In den USA wird in Mexiko geraubtes Öl verkauft

Der staatliche mexikanische Ölkonzern Pemex hat am Montag in Houston (USA) Anzeige gegen den Verkauf von gestohlenem Erdöl erhoben. Käuferin des Öls war auch BASF.

Staatliches mexikanisches Ölunternehmen wehrt sich gegen Diebstahl: Ölplattform von Pemex.
Staatliches mexikanisches Ölunternehmen wehrt sich gegen Diebstahl: Ölplattform von Pemex.

In einem in Mexiko-Stadt veröffentlichten Communiqué weist das Pemex darauf hin, dass unter anderem Unternehmen wie der deutsche Chemieriese BASF und die Murphy Energy Corporation an dem unerlaubten Handel beteiligt seien.

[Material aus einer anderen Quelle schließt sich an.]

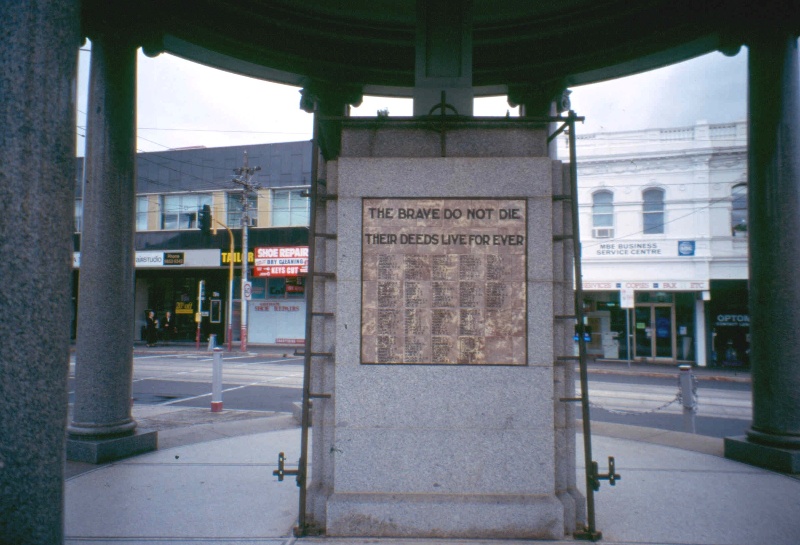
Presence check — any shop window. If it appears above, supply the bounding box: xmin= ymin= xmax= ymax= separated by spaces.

So soll BASF vermeintlich gestohlenes Ölkondensat im Wert von mindestens 2,4 Millionen Dollar von anderen in der Klage beschuldigten Firmen erworben zu haben. Ein Sprecher der BASF in Nordamerika sagte dazu auf Anfrage, der Inhalt der Anzeige sei im Einzelnen noch nicht bekannt.

Er wies aber darauf hin, dass die BASF Öl stets in gutem Glauben von Unternehmen gekauft habe. «Es war uns zu keinem Zeitpunkt bewusst, dass es sich um gestohlenes Material gehandelt haben könnte.» Die BASF werde in dem Fall mit den Behörden und Gerichten zusammenarbeiten.

Am illegalen Ölhandel sind auch Drogenkartelle beteiligt

Die USA untersuchen seit dem vergangenen Jahr den Verbleib des Ölkondensats. Laut Pemex wurde dem mexikanischen Unternehmen seit 2006 Ölkondensat im Wert von rund 300 Millionen Dollar entwendet.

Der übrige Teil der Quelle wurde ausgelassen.